How this skill works
Tell the skill the board and the pattern or hardware you need (for example DHT22 reading, I2C scanning, or non-blocking scheduler). The generator produces complete sketches or focused snippets with pin definitions, conditional multi-board config, timing logic using millis(), and board-specific optimizations. Output includes error handling, memory-aware constructs (buffering, wear leveling, CRC), and brief integration notes for wiring and libraries.
When to use it
- You need tested Arduino code for sensors (DHT22, BME280) or analog inputs with filtering.
- Implement non-blocking timing, schedulers, or state machines without delay().
- Add communication patterns: I2C scanning, SPI setup, UART/CSV logging, or WiFi for ESP32.
- Create robust data persistence: EEPROM with CRC, SD logging, or wear-leveling.
- Prototype multi-button input handling with debouncing and long-press detection.
- Optimize a sketch for board-specific constraints (SRAM limits, timers, CPU features).
Best practices
- Prefer non-blocking millis()-based timers and cooperative schedulers over delay().
- Use conditional compilation for multi-board pin maps and feature flags.
- Validate sensor data and add fallback strategies to handle hardware faults.
- Keep RAM usage predictable: prefer streaming/buffered writes and fixed buffers.
- Add CRC or checksums for persistent storage to detect corruption before use.
Example use cases
- Generate an ESP32 sketch that reads BME280, filters values, and sends CSV over Serial or WiFi.

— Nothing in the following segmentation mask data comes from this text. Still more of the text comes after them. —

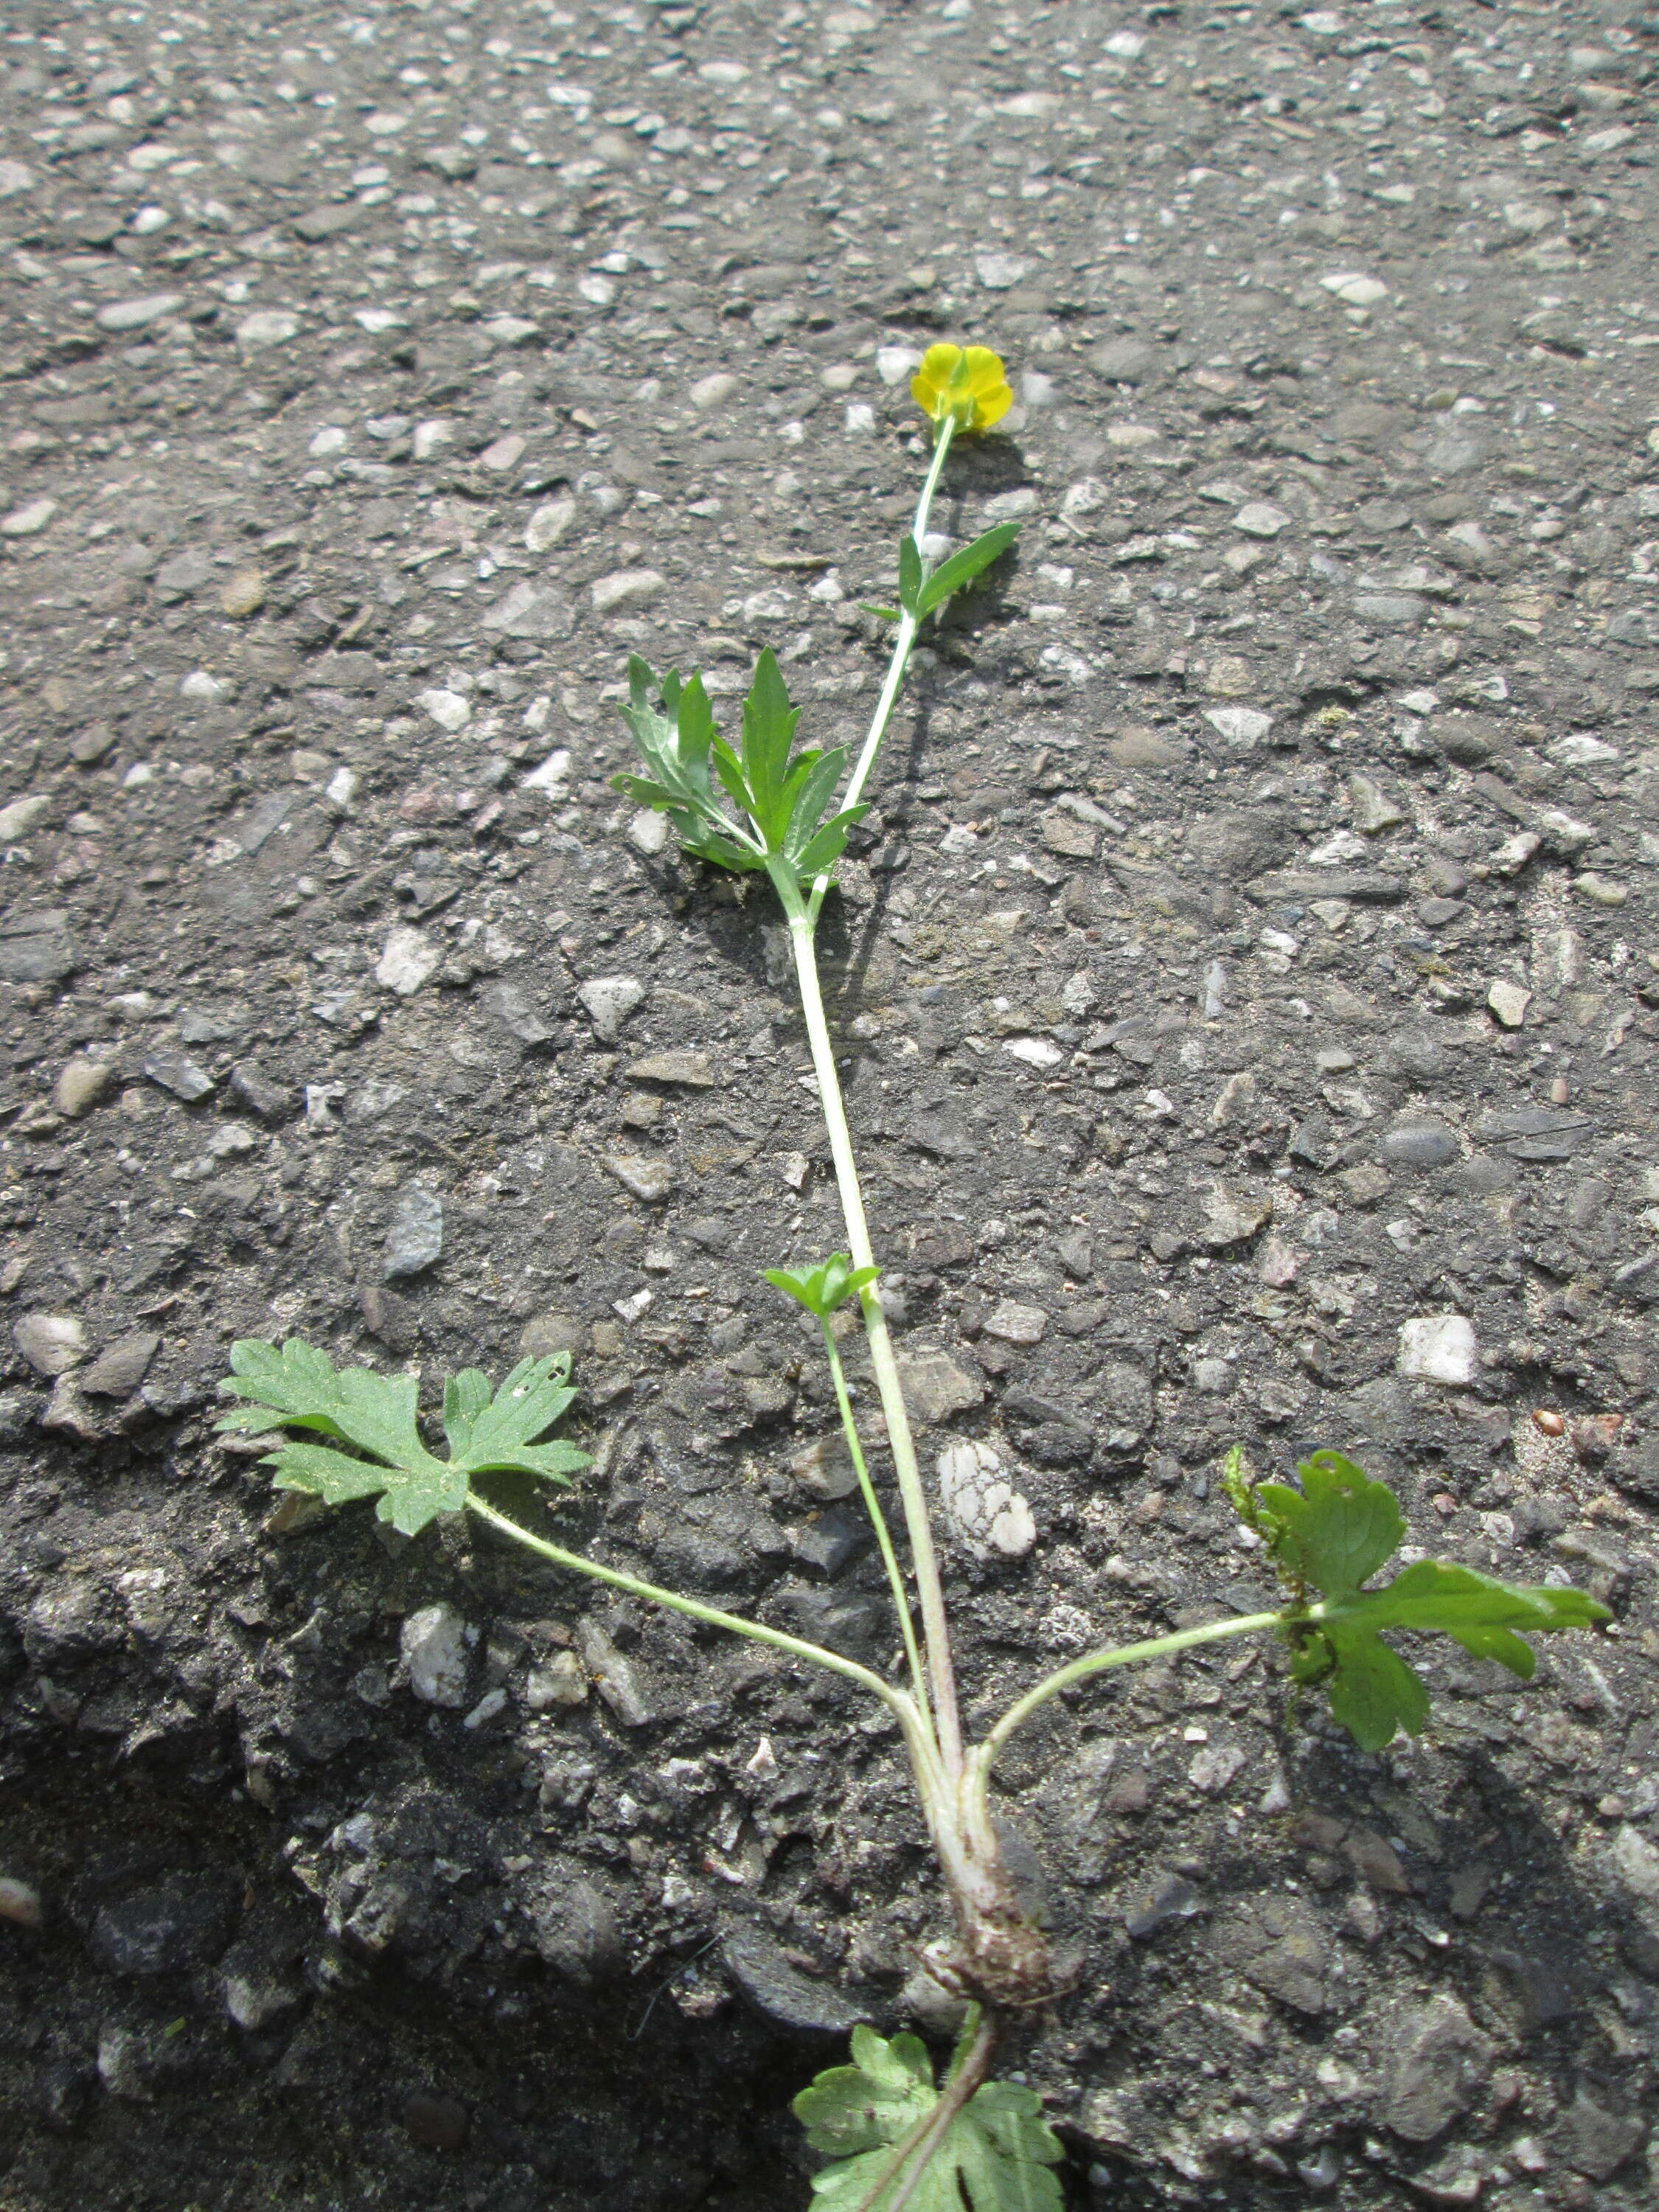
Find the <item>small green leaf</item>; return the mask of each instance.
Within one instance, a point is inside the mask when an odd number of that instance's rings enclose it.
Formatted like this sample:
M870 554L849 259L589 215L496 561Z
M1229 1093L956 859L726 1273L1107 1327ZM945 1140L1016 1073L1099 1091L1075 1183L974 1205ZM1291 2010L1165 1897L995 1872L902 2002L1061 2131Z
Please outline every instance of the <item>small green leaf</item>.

- Create an UNO-compatible button manager that detects press, release, and long-press events.
- Produce an RP2040 non-blocking scheduler for periodic sensor sampling and SD card logging.
- Generate an I2C scanner and diagnostic routine for troubleshooting connected sensors.
- Create EEPROM-backed configuration with CRC and fallback defaults for robust boot behavior.
FAQ
UNO, ESP32, and RP2040 are primary targets. Common peripherals include DHT22, BME280, I2C, SPI, buttons, EEPROM, SD cards, and WiFi on ESP32.
Will the generated code compile out of the box?
Yes—sketches are produced to compile for the chosen board, but you must install any required vendor or sensor libraries and select the correct board in your IDE.